Il n’y a pas d’érotisme sans transgression.

Dans « Histoire de l’œil », Bataille nous met en contact avec les fêtes comme un besoin humain de convoquer l’excès orgiaque pour voir émerger l’érotisme. Dans l’orgie, la fusion entre les êtres s’ouvre, comme dans « Histoire de l’œil », où le narrateur et sa spirituelle et bien-aimée Simona organisent une fête qui débouche sur une orgie :

« Les rires absolument ivres qui ont suivi ont rapidement dégénéré en une orgie avec des corps qui tombent, des jambes et des culs en l’air, des jupes mouillées et du sperme. Le rire est venu comme un hoquet involontaire et imbécile, sans réussir à interrompre une surge…. brutale. Une demi-heure plus tard, mon ivresse commençait à se dissiper… J’étais pâle, plus ou moins ensanglanté et habillé de façon farfelue. Derrière moi gisaient, presque inertes et dans un désarroi ineffable, plusieurs corps scandaleusement nus et malades. Au cours de l’orgie, des tessons de verre avaient été plantés en nous, ensanglantant deux d’entre nous ; une fille vomissait ; et nous tombions tous soudainement dans des spasmes de fou rire, si déchaînés que certains avaient mouillé leurs vêtements, d’autres leurs sièges, d’autres encore le sol. Il s’en dégageait une odeur de sang, de sperme, d’urine et de vomi qui me faisait presque reculer de terreur ».

Les orgies sont une recherche de fusion avec une totalité. Un pur excès, un excès pur. On le voit aussi chez les Aztèques, les Mayas ou les Incas qui pratiquaient des actes, des rites et des sacrifices orgiaques. Ces actes permettaient d’accéder à un au-delà, quelque chose qui est aussi lié au sacré mais qui confine à l’angoisse et à l’érotisme.

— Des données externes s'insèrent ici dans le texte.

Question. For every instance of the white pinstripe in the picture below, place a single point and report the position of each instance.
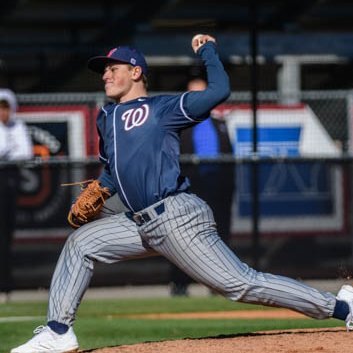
(185, 234)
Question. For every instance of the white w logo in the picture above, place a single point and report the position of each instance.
(135, 117)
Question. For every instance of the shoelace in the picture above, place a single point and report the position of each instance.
(349, 324)
(39, 329)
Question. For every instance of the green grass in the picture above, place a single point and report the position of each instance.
(105, 322)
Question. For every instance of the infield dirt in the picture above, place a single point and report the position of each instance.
(327, 340)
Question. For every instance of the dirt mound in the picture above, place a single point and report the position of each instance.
(329, 340)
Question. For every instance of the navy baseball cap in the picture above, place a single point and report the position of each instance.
(123, 54)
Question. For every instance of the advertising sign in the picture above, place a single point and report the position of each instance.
(295, 198)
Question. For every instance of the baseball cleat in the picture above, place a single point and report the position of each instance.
(346, 294)
(46, 340)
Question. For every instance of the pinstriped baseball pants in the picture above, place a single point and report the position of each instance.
(186, 235)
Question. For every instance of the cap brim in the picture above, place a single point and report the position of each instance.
(98, 63)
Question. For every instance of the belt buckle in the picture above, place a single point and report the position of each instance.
(138, 219)
(141, 219)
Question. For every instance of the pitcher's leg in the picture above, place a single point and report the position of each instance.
(192, 243)
(106, 240)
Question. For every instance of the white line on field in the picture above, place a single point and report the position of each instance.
(20, 318)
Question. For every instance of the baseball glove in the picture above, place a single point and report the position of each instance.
(88, 204)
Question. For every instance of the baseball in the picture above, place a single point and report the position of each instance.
(196, 37)
(196, 42)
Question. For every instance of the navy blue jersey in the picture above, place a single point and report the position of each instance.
(139, 139)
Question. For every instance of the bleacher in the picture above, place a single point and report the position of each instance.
(44, 45)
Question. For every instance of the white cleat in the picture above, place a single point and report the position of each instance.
(346, 294)
(46, 340)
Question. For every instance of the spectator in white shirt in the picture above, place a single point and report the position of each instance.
(15, 144)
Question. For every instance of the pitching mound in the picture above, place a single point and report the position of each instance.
(330, 340)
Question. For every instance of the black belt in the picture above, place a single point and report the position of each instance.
(146, 215)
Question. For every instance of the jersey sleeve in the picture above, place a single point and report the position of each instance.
(190, 108)
(105, 177)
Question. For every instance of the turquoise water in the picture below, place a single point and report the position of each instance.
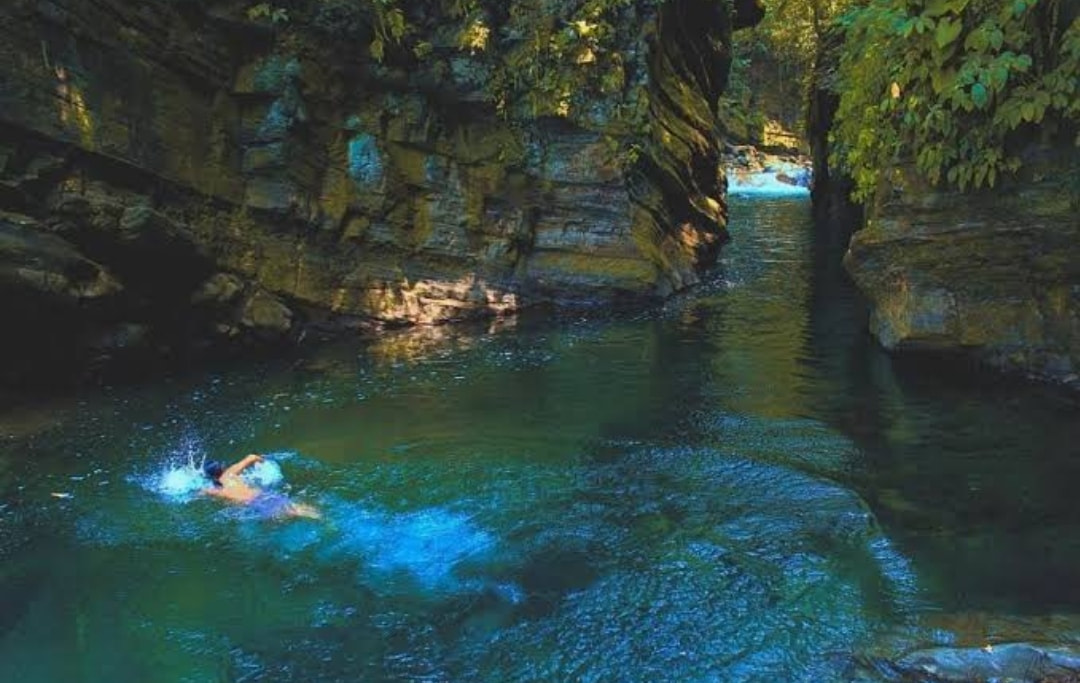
(738, 486)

Pour Bataille le rapport entre le monde sacré, érotique,  violent, excessif (ce qu’en psychanalyse on peut définir comme l’excès, la jouissance excessive), est contraire à celui du travail, de l’ordre, du rationnel (en psychanalyse on dirait la jouissance phallique, qui est régulée et limitée). Nous pouvons dire qu’ils sont dans une relation de bande de Moebius, l’extérieur et l’intérieur se déterminant mutuellement.

 L’érotisme joue souvent dans le champ de la violence et exprime l’inconscient car il montre le champ de la jouissance qui ne peut être nommée. Dans le séminaire sur l’éthique, Lacan dit :  » Le problème de la jouissance dans la mesure où elle se présente comme enveloppée dans un champ central, avec des caractères d’inaccessibilité, d’obscurité et d’opacité, dans un champ entouré d’une barrière qui rend son accès au sujet plus que difficile, inaccessible peut-être dans la mesure où la jouissance se présente non pas purement et simplement comme la satisfaction d’un besoin mais comme la satisfaction d’une pulsion (…) « .

Nous savons que personne ne sait rien de la jouissance pour pouvoir la mettre en mots. Dans la jouissance, le seul à savoir est le corps. L’érotisme possède deux faces qui fonctionnent comme une bande de Moebius : une face lumineuse qui mise sur la vie et une face sombre qui flirte avec le franchissement des limites et qui peut rencontrer l’angoisse et la mort. Il y a encore beaucoup à dire sur l’érotisme, c’est pourquoi nous attendons avec impatience notre grand colloque présentiel à Madrid en décembre prochain pour continuer à réfléchir ensemble sur ce sujet important.